A story in ComputerWorld gives the changes that would be needed –
Google is hoping to make Web pages download up to twice as quickly using SPDY, a new application-layer protocol it’s experimenting with, the company said in a blog post.
It wants to improve on the performance of using HTTP (Hypertext Transfer Protocol) by minimizing latency. For the protocol to work, the browser and the web server have to be upgraded, but changes to Web pages are not needed, according to Google.
Google’s lab tests of SPDY show an improvement in page load times compared to HTTP of between 27% and 60%, and between 39% and 55% when using SSL (Secure Sockets Layer), it said.
The company still needs to do a lot of work to evaluate the performance of SPDY in real-world conditions, the blog post said.
The next part of the story talks about prioritizing requests, sending packets simultaneously, and a compression scheme, which immediately makes me wonder if we are not talking about a modified (or perhaps only modified enough to escape patent problems) Opera Turbo scheme.
Google conducted the tests by downloading 25 of the “top 100” web sites ten times each over simulated home network connections, using a prototype Google Chrome browser and a Web server that it has developed.
SPDY uses a number of techniques to speed Web downloads, including allowing many concurrent HTTP requests across a single TCP session, prioritizing the requests, and using compression to reduce the number of packets and overall amount of data sent.
Google doesn’t want to start from scratch with SPDY. The protocol still uses HTTP headers, but it overrides other parts of the protocol, such as connection management and data transfer formats.
“That Google is trying to improve download speeds is great, and the numbers are very promising,” said Måns Jonasson, a web developer at IIS, which is responsible for the top-level Swedish Internet domain, .se.
For something like SPDY to work everyone has to be on board. The protocol won’t become a success unless it’s supported in both Internet Explorer and Firefox, according to Jonasson. It might be able to convince Mozilla to implement the protocol in Firefox, but convincing Microsoft will be difficult, he said.
“Microsoft seems to hate everything Google does,” said Jonasson.
The source code for the prototype Google Chrome browser is available for download. The code for the server will be released as open source in the near future, it said.
We have seen Microsoft embrace open source lately (not that it has not always, as the very first Microsoft TCP/IP stack was ‘derived’ from the then current BSD stack), so perhaps that would not be such a problem. On the other hand, so what if Microsoft doesn’t adopt the changes? As its share of the browser landscape is shrinking all the time, it might be aware enough at this point to know that it must be less intransigent, in order to survive.
That Google is opening up the code is good, but it also needs to approach standards organization IETF (Internet Engineering Task Force), Jonasson said.
Development efforts on other protocols to speed Web downloads, such as SCTP (Stream Control Transmission Protocol) and SST (Structured Stream Transport), have seen little activity in recent years.
Perhaps it is time to take up the cause, and work on these abandoned projects, as they might yield better results, or perhaps be folded together, as something that provides a synergy for the final product.
When things like this occur, we are all reminded of the times when CPU manufacturers have run up against speed limits by merely raising clock speeds.
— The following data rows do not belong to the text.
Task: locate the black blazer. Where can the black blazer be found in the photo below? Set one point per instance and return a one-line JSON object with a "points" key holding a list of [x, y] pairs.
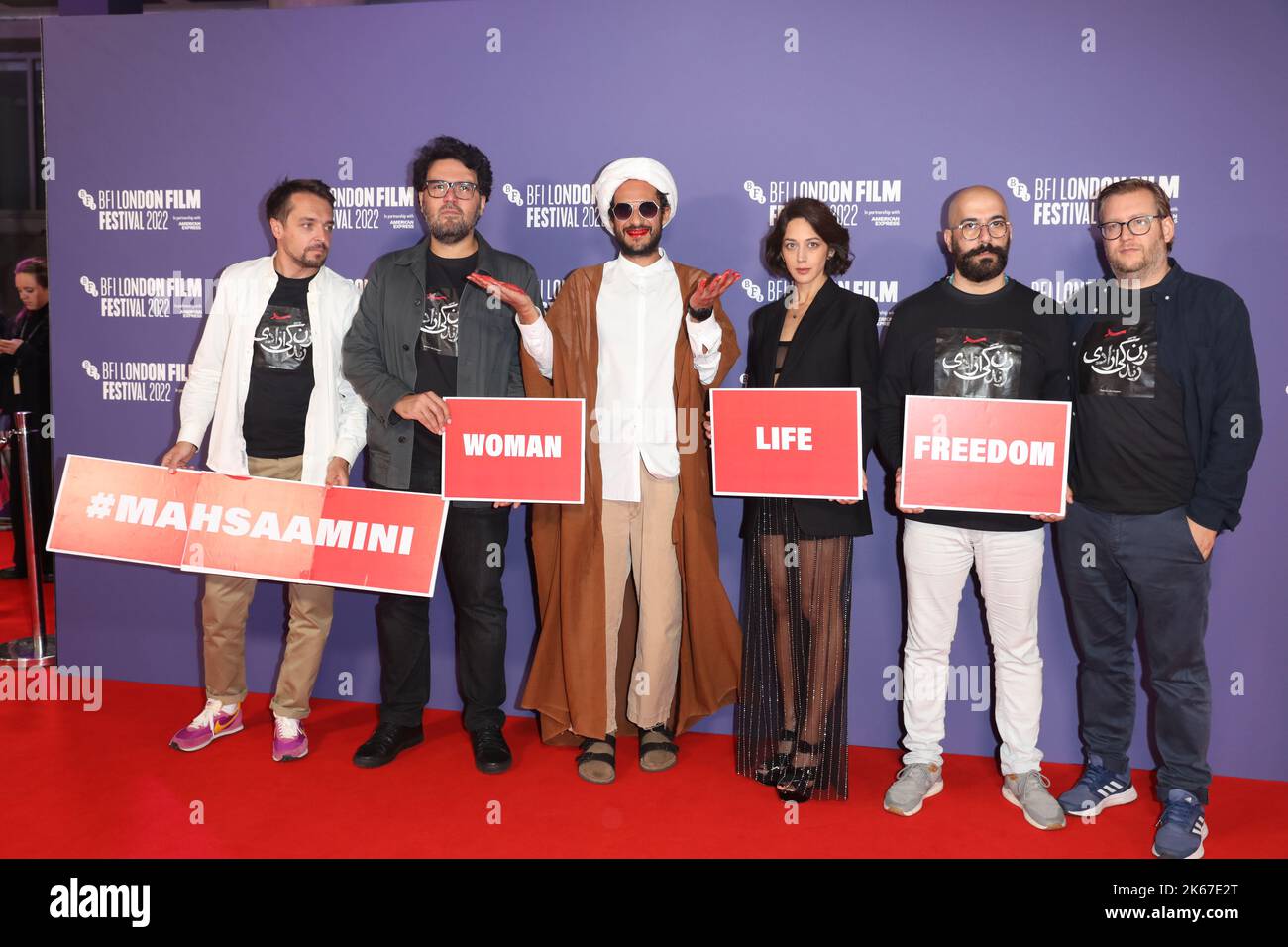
{"points": [[833, 347], [31, 363]]}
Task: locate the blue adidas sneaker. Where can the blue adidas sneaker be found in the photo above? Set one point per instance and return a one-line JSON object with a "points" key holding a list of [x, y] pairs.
{"points": [[1098, 789], [1181, 828]]}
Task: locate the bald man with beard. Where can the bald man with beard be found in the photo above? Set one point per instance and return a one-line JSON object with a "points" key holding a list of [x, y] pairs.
{"points": [[934, 342]]}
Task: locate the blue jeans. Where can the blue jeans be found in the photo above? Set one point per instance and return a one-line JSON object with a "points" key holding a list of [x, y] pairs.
{"points": [[1109, 564]]}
When that happens, the engineers start looking for economy of overhead, and the ability to increase the number of instructions executed per clock cycle, along with larger amounts of data processed concurrently. By implementing this sort of aggregated method, perhaps we can see some very real gains in speed of current connections.
No one will be upset about that.
Quote of the day:
Never interrupt your enemy when he is making a mistake.